Image: Nancy R. Davison
I have been trying to paint the terrible beauty of wildfire for years. My watercolors are pretty but lack the power and the threat of uncontrolled flame. My interest was basically esthetic and generically humanitarian until a few weeks ago when the Oregon fires threatened my sister’s house in Eugene. She watched the Holiday Farms Fire, upwind and 12 miles away, grow and spread as reported by local news. Packed their cars. Put Go bags by the back door. Taped the windows against the heavy smoke and hazardous air. I waited and watched with her through our nightly phone calls. Wildfire suddenly became an immediate and urgent subject.

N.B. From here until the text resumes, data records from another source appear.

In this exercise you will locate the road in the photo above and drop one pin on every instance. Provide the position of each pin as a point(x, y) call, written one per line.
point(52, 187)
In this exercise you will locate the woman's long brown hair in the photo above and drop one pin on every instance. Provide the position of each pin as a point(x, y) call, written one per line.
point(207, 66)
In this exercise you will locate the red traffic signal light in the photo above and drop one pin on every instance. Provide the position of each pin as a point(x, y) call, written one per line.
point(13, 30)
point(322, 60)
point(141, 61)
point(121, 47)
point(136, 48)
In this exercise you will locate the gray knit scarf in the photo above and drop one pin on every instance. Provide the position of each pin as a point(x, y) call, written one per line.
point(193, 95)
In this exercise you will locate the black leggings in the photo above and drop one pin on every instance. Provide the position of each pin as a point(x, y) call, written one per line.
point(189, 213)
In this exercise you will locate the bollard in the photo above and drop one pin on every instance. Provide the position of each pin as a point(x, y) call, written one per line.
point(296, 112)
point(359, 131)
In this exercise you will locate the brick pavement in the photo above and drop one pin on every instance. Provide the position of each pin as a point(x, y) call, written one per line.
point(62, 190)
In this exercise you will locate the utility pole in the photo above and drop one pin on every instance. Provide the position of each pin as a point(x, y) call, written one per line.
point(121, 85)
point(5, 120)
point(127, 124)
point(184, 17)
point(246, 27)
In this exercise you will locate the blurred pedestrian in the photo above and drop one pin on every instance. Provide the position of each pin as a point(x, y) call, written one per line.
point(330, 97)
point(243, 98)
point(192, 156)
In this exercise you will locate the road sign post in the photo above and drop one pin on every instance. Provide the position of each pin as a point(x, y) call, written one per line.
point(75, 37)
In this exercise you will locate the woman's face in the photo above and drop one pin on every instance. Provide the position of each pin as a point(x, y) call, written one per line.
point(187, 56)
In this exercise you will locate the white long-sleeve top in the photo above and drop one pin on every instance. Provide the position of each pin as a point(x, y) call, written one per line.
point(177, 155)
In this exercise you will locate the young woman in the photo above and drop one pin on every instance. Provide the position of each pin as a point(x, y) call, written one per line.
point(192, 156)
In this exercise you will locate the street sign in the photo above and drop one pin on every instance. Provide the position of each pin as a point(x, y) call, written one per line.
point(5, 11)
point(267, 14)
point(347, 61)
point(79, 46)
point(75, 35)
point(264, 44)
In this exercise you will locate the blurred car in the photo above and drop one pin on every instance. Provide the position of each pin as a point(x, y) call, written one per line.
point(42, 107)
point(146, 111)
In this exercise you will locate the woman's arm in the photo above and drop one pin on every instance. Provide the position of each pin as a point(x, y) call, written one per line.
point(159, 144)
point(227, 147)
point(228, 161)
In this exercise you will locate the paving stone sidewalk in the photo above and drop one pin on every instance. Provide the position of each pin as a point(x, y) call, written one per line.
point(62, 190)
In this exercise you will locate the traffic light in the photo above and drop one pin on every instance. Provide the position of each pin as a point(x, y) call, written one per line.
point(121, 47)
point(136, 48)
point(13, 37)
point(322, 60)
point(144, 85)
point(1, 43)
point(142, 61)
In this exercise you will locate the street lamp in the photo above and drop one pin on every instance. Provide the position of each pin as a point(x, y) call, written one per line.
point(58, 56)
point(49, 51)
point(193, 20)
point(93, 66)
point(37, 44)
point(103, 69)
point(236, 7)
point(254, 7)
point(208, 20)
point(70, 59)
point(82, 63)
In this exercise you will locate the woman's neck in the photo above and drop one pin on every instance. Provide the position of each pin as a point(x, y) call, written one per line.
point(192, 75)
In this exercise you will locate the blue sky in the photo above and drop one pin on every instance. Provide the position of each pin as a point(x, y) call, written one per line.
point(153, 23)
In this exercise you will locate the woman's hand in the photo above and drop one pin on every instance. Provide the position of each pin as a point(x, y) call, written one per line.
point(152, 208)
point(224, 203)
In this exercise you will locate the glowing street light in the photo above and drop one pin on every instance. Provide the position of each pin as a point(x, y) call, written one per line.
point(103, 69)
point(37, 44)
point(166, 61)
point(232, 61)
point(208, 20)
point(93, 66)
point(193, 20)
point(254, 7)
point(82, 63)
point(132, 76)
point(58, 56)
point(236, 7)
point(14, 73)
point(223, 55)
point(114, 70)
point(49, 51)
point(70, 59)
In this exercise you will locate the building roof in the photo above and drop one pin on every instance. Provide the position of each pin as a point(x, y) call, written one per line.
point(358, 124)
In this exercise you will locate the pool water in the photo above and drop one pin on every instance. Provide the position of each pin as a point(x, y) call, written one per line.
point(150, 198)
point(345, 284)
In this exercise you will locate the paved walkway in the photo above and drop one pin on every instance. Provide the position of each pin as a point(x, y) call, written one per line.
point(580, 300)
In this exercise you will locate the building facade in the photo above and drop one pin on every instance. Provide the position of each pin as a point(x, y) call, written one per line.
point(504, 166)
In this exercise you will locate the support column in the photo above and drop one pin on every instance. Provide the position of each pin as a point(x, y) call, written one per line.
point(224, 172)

I went back to my printmaking to find that messing about with different layers of printer’s ink gave images of unpredictable intensity and brilliance.
For this piece I rolled out a stripe of yellow, dropped the paper face down on the inked glass and rubbed the back to transfer the color to the paper. Leaving the paper pinned in place, I peeled it back, cleaned off the yellow and rolled out the orange. I used a card to scrape out the whites. Then I pulled the paper back down and rubbed it to print orange over yellow and white. I applied the dark red with a piece of matboard, working into the printed surface – adding darks and details, balancing the composition.
The air in Eugene is mostly clear with hints of distant smoke. The Holiday Farms Fire is contained and the wind has shifted. My sister and brother-in-law have resumed their daily round, their long walks in the afternoon. ‘Normal’ is just a memory. The drought and the unseasonable heat continue as fires flare up and fade from British Columbia to Baja.